Last week I wrote about a set of AGU EOS articles from 2003 that focus on anonymity in peer review. A quote from one of the articles really stuck with me regarding the personal decision to sign reviews:
Okal (2003) states that, as an editor of GRL, ~40% of the reviews he sees are signed. As a reviewer, he signs 2/3 of his reviews. And as an author, 1/2 the reviews he receives are signed. His experience suggest that:
“The above numbers — 40%;two-thirds; one- half — suggest that the community is divided, with no overwhelming majority in its attitude toward anonymous versus signed reviews. This diversity may indeed be precious and should be respected.

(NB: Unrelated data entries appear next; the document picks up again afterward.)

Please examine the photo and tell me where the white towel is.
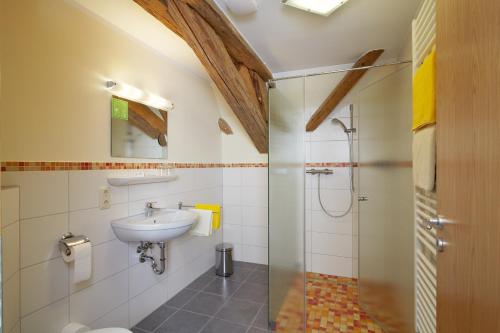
[190,209,213,236]
[413,125,436,191]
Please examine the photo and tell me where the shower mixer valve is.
[306,169,333,175]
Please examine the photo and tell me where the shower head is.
[332,118,350,134]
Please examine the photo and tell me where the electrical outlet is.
[99,186,111,209]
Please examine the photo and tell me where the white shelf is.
[108,175,179,186]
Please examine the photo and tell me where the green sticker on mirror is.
[111,97,128,120]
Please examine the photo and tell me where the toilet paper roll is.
[62,242,92,283]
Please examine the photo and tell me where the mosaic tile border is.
[1,161,357,172]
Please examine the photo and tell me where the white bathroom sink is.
[111,209,198,243]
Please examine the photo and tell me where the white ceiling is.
[72,0,420,78]
[72,0,208,78]
[216,0,420,73]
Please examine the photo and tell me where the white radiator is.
[412,0,437,333]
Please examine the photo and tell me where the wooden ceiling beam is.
[166,0,268,153]
[134,0,272,153]
[182,0,273,81]
[306,49,384,132]
[134,0,183,38]
[238,64,269,123]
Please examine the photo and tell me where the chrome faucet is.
[144,201,160,217]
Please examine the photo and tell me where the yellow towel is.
[413,48,436,130]
[194,204,220,230]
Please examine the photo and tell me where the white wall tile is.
[69,170,128,210]
[305,210,312,231]
[305,231,312,253]
[224,224,243,244]
[222,205,243,224]
[129,283,167,326]
[309,140,349,163]
[69,240,128,293]
[311,232,352,258]
[0,185,19,227]
[21,258,69,316]
[2,272,20,332]
[90,302,130,329]
[312,254,352,277]
[242,245,268,265]
[21,213,68,267]
[70,271,128,325]
[241,187,268,207]
[129,183,169,201]
[2,222,19,281]
[21,298,69,333]
[311,211,353,235]
[241,168,268,190]
[242,226,268,247]
[8,321,21,333]
[305,252,312,272]
[231,240,245,261]
[2,171,68,219]
[308,167,351,189]
[242,207,269,227]
[352,259,359,279]
[69,204,128,245]
[222,168,242,187]
[222,186,241,207]
[163,265,190,300]
[129,262,166,297]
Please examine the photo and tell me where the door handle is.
[436,238,446,252]
[426,215,450,230]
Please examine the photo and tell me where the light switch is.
[99,186,111,209]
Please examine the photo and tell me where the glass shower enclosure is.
[269,64,415,333]
[269,78,306,333]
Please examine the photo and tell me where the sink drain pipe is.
[137,242,166,275]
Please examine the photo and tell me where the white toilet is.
[61,323,132,333]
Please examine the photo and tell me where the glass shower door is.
[269,78,305,333]
[358,65,415,333]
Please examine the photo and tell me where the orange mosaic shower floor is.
[306,273,383,333]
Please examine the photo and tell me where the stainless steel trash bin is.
[215,243,233,277]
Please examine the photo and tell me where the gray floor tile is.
[183,292,225,316]
[252,305,269,329]
[136,306,177,331]
[165,289,198,308]
[155,310,210,333]
[186,274,215,290]
[255,264,269,272]
[200,266,217,277]
[130,327,148,333]
[233,282,268,303]
[233,261,257,270]
[201,319,248,333]
[247,270,269,285]
[219,267,253,282]
[215,299,260,326]
[203,279,241,297]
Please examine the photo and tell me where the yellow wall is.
[0,0,222,162]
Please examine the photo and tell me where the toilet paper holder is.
[59,232,90,256]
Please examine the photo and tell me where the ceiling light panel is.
[281,0,348,16]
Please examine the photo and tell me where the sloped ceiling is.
[215,0,420,73]
[70,0,208,79]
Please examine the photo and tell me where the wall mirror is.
[111,96,168,159]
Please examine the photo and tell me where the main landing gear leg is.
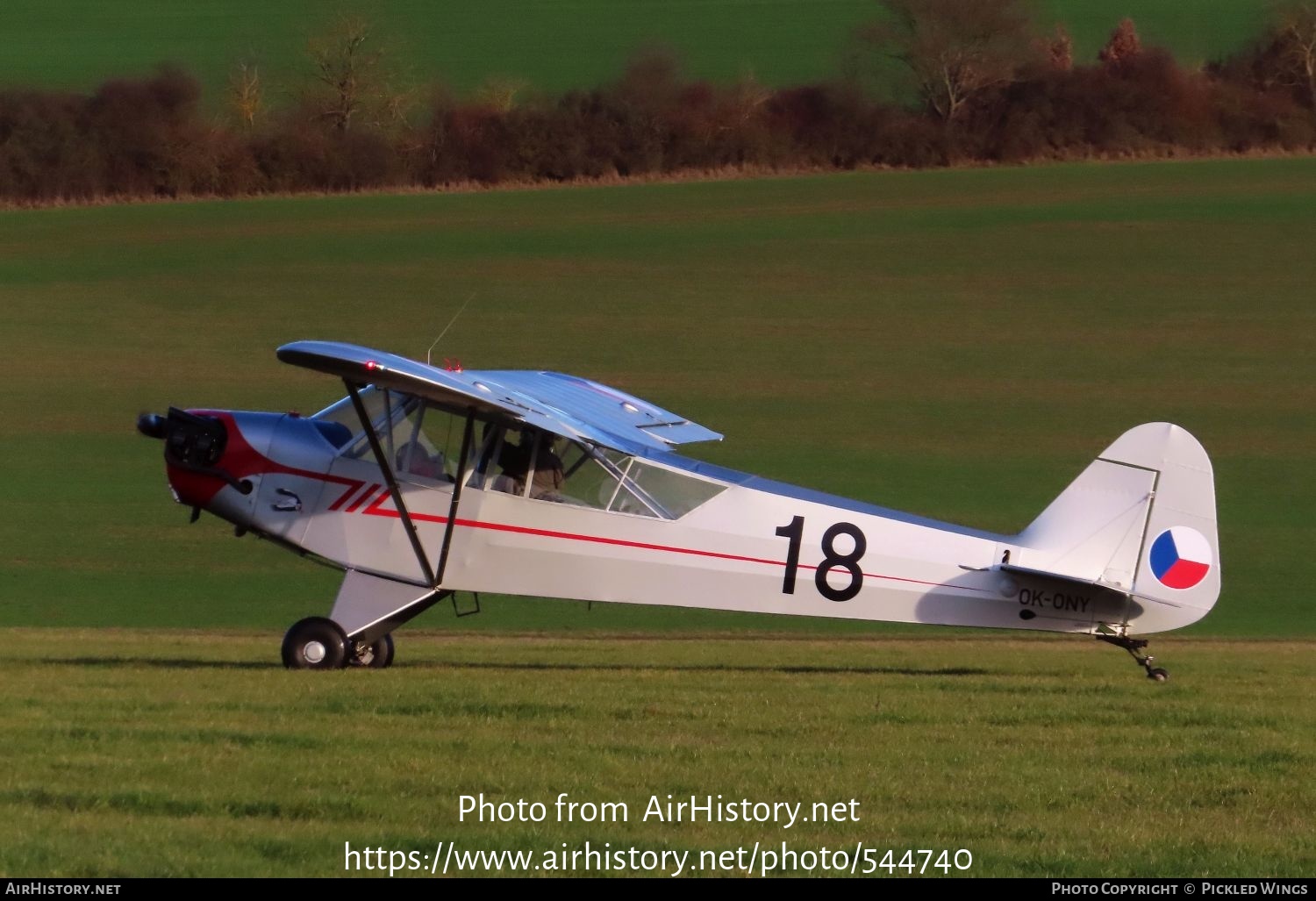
[1098,635,1170,683]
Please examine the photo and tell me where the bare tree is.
[229,61,265,129]
[307,16,383,132]
[1097,18,1142,66]
[860,0,1039,121]
[1276,0,1316,109]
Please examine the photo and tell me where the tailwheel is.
[1097,635,1170,683]
[283,617,349,669]
[347,635,394,669]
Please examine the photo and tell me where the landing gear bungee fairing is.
[139,340,1220,682]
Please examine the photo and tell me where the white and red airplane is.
[139,340,1220,682]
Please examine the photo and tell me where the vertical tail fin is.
[1012,422,1220,633]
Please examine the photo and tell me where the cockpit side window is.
[313,387,466,484]
[312,385,726,519]
[473,429,726,519]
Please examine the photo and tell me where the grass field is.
[0,0,1265,96]
[0,159,1316,631]
[0,149,1316,876]
[0,630,1316,877]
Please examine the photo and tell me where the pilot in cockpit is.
[397,440,453,482]
[495,429,566,501]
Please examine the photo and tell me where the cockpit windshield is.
[312,387,726,519]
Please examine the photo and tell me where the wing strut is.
[342,379,437,585]
[432,406,476,588]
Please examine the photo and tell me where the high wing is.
[278,340,723,454]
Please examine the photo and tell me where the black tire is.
[283,617,347,669]
[347,635,394,669]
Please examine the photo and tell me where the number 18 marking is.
[776,516,869,601]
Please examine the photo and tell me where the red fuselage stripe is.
[362,492,992,595]
[344,482,379,513]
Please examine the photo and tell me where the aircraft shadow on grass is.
[46,656,1003,676]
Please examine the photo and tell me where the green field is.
[0,151,1316,876]
[0,159,1316,631]
[0,0,1265,97]
[0,630,1316,877]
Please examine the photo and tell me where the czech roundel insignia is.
[1152,526,1215,590]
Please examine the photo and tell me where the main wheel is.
[283,617,347,669]
[347,635,394,669]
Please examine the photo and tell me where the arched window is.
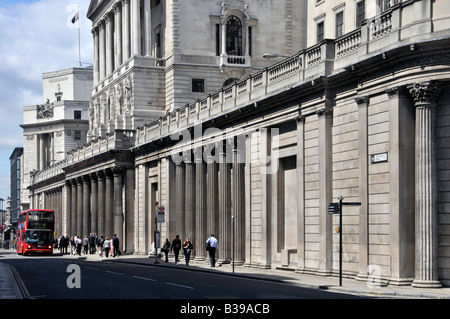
[226,16,242,56]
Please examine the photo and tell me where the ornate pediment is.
[36,99,55,119]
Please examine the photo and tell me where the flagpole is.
[78,6,83,67]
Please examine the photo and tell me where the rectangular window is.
[336,11,344,38]
[317,21,324,42]
[248,27,252,56]
[216,24,220,56]
[192,79,205,93]
[356,0,366,28]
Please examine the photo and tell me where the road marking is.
[133,276,156,281]
[84,266,100,270]
[166,282,195,289]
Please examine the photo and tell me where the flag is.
[72,11,80,23]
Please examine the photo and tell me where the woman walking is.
[183,238,194,266]
[103,237,111,258]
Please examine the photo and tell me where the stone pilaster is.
[296,115,306,273]
[175,162,186,241]
[355,96,370,281]
[114,2,122,70]
[408,81,441,288]
[103,169,114,238]
[67,178,78,236]
[317,107,333,276]
[122,0,130,62]
[82,175,91,236]
[205,144,220,239]
[194,147,208,261]
[76,177,83,236]
[112,166,124,246]
[232,136,246,265]
[89,173,98,233]
[62,180,72,235]
[184,156,195,258]
[97,171,106,238]
[218,142,231,264]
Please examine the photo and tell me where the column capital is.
[295,114,306,124]
[407,81,441,106]
[316,107,333,117]
[111,166,125,176]
[355,95,370,107]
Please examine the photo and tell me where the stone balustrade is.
[35,1,442,188]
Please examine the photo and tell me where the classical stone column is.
[218,142,231,264]
[231,136,246,265]
[114,2,122,70]
[123,166,136,254]
[131,1,141,55]
[384,87,416,285]
[355,96,369,281]
[112,166,124,244]
[193,147,208,261]
[67,178,78,236]
[105,13,114,76]
[205,144,221,239]
[144,0,152,56]
[296,114,306,273]
[82,175,91,236]
[92,27,100,85]
[408,81,441,288]
[175,163,186,241]
[89,173,100,236]
[185,158,195,258]
[97,171,106,238]
[63,180,72,235]
[104,168,114,238]
[317,108,333,276]
[76,177,83,236]
[98,20,106,81]
[122,0,131,62]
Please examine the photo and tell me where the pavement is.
[0,249,450,299]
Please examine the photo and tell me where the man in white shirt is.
[206,234,219,267]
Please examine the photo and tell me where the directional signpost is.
[328,196,361,286]
[154,202,166,264]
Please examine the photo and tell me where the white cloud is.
[0,0,93,198]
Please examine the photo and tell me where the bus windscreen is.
[24,230,53,245]
[28,211,54,229]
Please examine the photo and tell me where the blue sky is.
[0,0,93,208]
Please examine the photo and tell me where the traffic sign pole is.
[328,196,361,286]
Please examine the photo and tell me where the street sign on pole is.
[328,196,361,286]
[156,205,166,223]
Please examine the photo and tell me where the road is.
[0,252,368,318]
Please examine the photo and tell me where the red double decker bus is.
[17,209,55,255]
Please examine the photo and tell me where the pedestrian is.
[75,236,83,256]
[109,237,114,256]
[206,234,219,267]
[63,234,70,255]
[161,238,170,262]
[113,234,120,257]
[183,238,194,266]
[170,235,181,265]
[83,235,89,255]
[102,236,111,258]
[97,235,105,257]
[88,233,95,255]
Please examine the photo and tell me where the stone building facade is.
[25,0,450,287]
[21,68,93,232]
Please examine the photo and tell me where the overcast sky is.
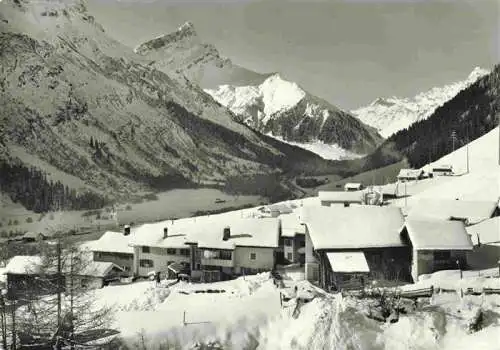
[87,0,500,109]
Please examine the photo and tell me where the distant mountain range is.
[0,0,352,211]
[362,64,500,170]
[135,22,382,159]
[352,67,489,138]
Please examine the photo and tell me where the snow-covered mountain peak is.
[352,67,489,137]
[177,21,196,34]
[134,21,200,55]
[467,67,490,81]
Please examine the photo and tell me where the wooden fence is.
[342,286,500,299]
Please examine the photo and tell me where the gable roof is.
[326,252,370,272]
[405,219,472,250]
[466,216,500,245]
[130,213,279,249]
[398,169,424,179]
[408,198,497,223]
[318,191,363,204]
[279,210,306,237]
[4,255,42,275]
[344,182,363,189]
[78,261,123,277]
[302,205,404,250]
[86,231,134,254]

Why not keep the system as it is now, leaving it to the individual reviewer to exercise a free decision regarding waiving anonymity?”
Over the course of the next few weeks I hope to build a fun little toy model of ‘peer reviewing’ agents to see if I can tease out something — is diversity in peer review behavior (re: signed vs blind) in some way ‘precious’?
the rules of the model are:
Each agent (scientist) is set to either sign or blind their reviews.
For each time step:
- Randomly pick the number of scientists (‘P’) out of ‘N’ total scientists who will publish a single paper
- Randomly assign ‘R’ reviewers for each paper
- Nobody can review their own paper
- Writing Sceintists can review
- Scientist can do multiple reviews
- Each reviewer gives a random review score (good or bad)
- Reviews are returned to each writer and writers ‘mood’ changes
- signed + reviews result in + feelings toward the reviewer
- signed – reviews result in – feelings toward the reviewer
- unsigned + reviews result in + feelings toward a random scientist
- unsigned – reviews result in – feelings toward a random scientist
And we see how the feelings of the community (toward one another) develop through time.
The beginning of the code is already up on Github. Feel free to contribute or give an opinion.